Zachary Fisher still remembers how his bad knee disqualified him from serving his country during World War II.

"I could have cried," he says, recalling the day he was told he flunked the Marine Corps physical in 1942 because of his construction job injury. "I wanted to go defend my country."As a result, Fisher spent the rest of his life doing good deeds for his country, turning the wealth he earned as a developer into so much goodwill that he is being honored with the Medal of Freedom, the nation's highest award for a civilian.

President Clinton will present Fisher with the medal on Monday at a New York ceremony to be attended by Defense Secretary William Cohen and the heads of all five branches of military service.

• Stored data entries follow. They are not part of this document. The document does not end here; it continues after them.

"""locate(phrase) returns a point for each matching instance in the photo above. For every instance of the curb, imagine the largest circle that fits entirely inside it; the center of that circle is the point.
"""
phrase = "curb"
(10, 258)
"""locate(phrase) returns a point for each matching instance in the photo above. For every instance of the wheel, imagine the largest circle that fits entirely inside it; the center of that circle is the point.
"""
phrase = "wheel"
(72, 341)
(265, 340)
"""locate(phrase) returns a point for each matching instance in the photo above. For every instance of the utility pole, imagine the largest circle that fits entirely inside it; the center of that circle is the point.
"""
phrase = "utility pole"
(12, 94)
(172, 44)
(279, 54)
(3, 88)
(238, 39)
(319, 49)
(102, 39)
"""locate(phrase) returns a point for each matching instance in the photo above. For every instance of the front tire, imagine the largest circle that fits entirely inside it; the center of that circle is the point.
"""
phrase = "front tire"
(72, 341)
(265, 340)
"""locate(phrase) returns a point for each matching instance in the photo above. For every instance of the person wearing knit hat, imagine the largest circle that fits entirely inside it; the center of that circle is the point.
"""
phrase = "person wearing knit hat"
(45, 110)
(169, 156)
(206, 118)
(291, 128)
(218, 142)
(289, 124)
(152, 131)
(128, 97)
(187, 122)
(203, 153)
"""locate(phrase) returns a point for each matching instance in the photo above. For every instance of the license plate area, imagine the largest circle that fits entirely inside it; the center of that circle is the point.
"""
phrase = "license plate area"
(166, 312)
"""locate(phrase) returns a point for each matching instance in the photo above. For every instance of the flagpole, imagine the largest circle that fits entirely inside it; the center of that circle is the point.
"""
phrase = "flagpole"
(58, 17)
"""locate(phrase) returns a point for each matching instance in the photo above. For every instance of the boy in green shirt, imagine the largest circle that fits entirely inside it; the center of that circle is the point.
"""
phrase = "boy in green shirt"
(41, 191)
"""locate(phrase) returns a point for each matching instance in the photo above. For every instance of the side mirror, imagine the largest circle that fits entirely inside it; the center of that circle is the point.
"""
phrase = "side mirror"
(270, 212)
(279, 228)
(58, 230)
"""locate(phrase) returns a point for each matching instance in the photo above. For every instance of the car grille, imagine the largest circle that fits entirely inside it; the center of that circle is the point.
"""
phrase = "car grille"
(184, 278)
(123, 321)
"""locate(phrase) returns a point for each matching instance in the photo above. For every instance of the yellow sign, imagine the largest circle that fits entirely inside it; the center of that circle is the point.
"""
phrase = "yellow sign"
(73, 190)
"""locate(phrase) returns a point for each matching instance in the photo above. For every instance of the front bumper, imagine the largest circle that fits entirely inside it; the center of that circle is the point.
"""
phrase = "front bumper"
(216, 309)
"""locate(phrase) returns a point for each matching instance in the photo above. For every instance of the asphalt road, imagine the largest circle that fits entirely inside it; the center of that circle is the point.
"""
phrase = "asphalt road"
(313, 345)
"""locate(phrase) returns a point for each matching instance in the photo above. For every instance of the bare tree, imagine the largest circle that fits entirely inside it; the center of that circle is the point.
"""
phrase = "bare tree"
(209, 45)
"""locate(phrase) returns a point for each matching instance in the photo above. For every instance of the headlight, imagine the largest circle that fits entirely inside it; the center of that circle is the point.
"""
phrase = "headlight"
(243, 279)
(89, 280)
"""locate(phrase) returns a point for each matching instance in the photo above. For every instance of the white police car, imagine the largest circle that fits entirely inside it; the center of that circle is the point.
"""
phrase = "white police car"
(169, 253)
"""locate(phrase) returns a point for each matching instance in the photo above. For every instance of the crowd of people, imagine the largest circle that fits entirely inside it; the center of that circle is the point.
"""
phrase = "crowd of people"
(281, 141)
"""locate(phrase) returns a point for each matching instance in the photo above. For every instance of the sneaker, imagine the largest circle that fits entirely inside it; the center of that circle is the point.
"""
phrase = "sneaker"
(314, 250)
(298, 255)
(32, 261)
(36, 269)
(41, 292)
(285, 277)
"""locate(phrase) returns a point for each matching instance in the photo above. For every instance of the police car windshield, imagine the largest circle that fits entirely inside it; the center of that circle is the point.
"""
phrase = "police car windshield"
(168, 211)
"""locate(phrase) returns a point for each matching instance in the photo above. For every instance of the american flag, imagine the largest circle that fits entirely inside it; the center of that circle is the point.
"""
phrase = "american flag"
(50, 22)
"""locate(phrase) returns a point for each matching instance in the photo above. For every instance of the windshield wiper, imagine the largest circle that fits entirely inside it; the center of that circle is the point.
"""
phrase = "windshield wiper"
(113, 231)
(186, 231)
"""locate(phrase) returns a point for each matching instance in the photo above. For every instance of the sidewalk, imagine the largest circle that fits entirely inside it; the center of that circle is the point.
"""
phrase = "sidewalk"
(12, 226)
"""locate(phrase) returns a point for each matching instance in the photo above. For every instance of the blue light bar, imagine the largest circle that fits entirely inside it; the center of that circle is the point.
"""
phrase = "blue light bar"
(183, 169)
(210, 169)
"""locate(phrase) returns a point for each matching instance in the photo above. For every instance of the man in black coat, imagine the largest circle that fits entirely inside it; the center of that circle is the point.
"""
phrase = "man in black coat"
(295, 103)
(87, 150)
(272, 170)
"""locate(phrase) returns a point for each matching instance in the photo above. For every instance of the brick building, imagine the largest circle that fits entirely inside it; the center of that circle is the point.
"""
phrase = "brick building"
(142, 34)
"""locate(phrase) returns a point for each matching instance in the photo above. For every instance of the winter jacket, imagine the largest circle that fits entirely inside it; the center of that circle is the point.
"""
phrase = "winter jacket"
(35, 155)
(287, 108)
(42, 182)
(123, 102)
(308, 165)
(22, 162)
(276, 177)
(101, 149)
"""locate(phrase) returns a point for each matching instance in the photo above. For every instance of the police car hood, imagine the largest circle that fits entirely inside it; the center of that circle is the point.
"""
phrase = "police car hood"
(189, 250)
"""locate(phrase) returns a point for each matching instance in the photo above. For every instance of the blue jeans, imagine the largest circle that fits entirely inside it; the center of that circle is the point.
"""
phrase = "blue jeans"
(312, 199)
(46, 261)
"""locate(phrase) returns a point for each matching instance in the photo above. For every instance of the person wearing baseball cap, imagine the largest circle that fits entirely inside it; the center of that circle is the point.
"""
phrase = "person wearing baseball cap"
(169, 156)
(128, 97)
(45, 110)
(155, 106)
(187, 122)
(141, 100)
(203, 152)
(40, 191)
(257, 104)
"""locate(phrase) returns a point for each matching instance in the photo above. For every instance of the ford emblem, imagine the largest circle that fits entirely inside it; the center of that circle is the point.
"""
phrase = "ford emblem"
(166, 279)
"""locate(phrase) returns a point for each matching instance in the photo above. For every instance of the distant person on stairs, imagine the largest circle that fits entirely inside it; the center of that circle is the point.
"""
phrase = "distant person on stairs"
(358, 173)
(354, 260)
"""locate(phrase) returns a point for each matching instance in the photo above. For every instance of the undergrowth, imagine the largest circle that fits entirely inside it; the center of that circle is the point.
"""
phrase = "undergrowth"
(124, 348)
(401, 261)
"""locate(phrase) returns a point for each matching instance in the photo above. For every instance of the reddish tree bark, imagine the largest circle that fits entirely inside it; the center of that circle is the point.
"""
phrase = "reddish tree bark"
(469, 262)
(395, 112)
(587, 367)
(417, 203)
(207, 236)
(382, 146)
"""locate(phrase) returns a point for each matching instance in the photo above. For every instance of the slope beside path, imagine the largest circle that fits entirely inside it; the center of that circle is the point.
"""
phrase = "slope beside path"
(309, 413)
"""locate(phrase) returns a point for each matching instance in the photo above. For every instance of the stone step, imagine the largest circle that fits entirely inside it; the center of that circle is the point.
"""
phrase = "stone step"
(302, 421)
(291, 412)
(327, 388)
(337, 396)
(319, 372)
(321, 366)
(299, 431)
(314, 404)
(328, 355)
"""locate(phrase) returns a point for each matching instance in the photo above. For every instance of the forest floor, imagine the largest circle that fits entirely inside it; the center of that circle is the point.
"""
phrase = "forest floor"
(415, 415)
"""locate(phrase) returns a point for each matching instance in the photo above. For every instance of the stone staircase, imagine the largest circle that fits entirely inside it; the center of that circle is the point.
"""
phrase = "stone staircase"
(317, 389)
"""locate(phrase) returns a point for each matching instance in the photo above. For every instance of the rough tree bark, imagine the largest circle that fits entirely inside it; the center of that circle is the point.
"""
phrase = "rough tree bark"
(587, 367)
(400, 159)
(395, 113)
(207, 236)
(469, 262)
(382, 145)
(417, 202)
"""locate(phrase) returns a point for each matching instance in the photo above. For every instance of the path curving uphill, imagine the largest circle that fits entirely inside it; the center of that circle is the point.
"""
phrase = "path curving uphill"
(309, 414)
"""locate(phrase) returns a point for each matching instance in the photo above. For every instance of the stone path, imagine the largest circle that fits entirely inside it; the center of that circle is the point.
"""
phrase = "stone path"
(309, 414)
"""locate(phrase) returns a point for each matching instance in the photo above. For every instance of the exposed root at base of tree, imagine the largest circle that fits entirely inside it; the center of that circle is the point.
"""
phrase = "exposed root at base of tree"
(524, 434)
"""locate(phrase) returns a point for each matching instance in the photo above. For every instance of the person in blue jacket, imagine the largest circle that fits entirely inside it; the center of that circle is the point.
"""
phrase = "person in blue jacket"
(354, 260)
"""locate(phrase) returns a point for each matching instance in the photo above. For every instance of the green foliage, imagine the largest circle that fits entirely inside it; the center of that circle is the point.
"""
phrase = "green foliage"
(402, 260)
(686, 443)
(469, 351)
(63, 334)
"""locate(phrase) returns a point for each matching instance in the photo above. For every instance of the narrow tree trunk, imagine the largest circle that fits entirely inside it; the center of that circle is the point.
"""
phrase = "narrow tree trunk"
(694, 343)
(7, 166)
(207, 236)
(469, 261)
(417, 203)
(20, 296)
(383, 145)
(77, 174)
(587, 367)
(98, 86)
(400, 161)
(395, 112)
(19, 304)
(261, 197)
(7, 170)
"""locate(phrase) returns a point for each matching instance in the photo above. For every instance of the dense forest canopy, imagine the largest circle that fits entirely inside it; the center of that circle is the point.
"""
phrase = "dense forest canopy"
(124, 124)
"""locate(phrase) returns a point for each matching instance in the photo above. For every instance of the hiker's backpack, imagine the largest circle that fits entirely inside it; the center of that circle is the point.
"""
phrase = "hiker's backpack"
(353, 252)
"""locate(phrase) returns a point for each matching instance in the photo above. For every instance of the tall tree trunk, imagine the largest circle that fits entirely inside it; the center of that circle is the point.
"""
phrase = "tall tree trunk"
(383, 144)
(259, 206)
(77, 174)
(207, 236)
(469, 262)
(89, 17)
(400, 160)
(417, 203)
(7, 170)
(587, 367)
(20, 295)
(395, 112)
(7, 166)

"I feel very humbled by it," the 86-year-old Fisher said during an interview Friday at his home in Westchester. "It is a privilege to live in this country of ours. They don't owe me a thing. I owe them."

Fisher is hardly a household name yet thousands have been touched by this publicity-shunning man.

"Zach Fisher is a great American hero," said James Kallstrom, the former head of the FBI in New York and one of Fisher's closest friends. "Zach and his wife, Elizabeth, have almost singlehandedly supported the U.S. military in hundreds of ways that could not have been funded through official channels. He's truly America's best friend."

In 1983, when Fisher learned that 241 service personnel had been killed in the Marine barracks bombing in Beirut, Lebanon, he sent each of the victims' children - all 113 of them - a check for $10,000 for their college education.

Six years later, when a gun turret explosion killed 47 sailors aboard the battleship Iowa, Fisher sent $25,000 to each family that lost a son or husband in the disaster.

Since then, he has sent more than 600 checks of more than $10,000 each to the families of other military personnel who have been killed.

"I always felt that I owed something to the men and women who defended my freedom and allowed me to become so successful in such a great country," the soft-spoken Fisher said. "Our military are forgotten during peace time. We need to be just as patriotic during peace as in war."

Fisher, the son of a poor Russian immigrant, dropped out of school at 16 to help his family start a small construction business. He graduated from bricklayer to developer and today his work can be seen in numerous buildings in the Manhattan skyline.

None of the buildings is as popular as the aircraft carrier Intrepid, an enormous floating museum permanently docked in the Hudson River on Manhattan's West Side.

The ship that survived Japanese Kamikaze attacks during World War II, and picked weary astronauts out of the Atlantic after early space voyages, was headed for the scrap heap until Fisher rescued it in 1982. He spent 17 years and $25 million of his own money to turn it into an air-sea-space museum as a tribute to the thousands of military men and women he considers his extended family.

One of the ways in which Fisher has helped military families came about after he met a woman who could not afford to stay at an expensive hotel near Bethesda Naval Hospital, where her husband was critically ill. She had to take two buses each day to get to the hospital from a less-expensive hotel.

Fisher started the Fisher House program, building 28 mansions on the grounds of military hospitals across the country where relatives can stay while they visiting their loved ones. So far, more than 30,000 families have stayed at the houses.

Fisher brushes off the attention, saying: "I don't feel like I have done that much."

His only regret:

"I would have loved to have been a general."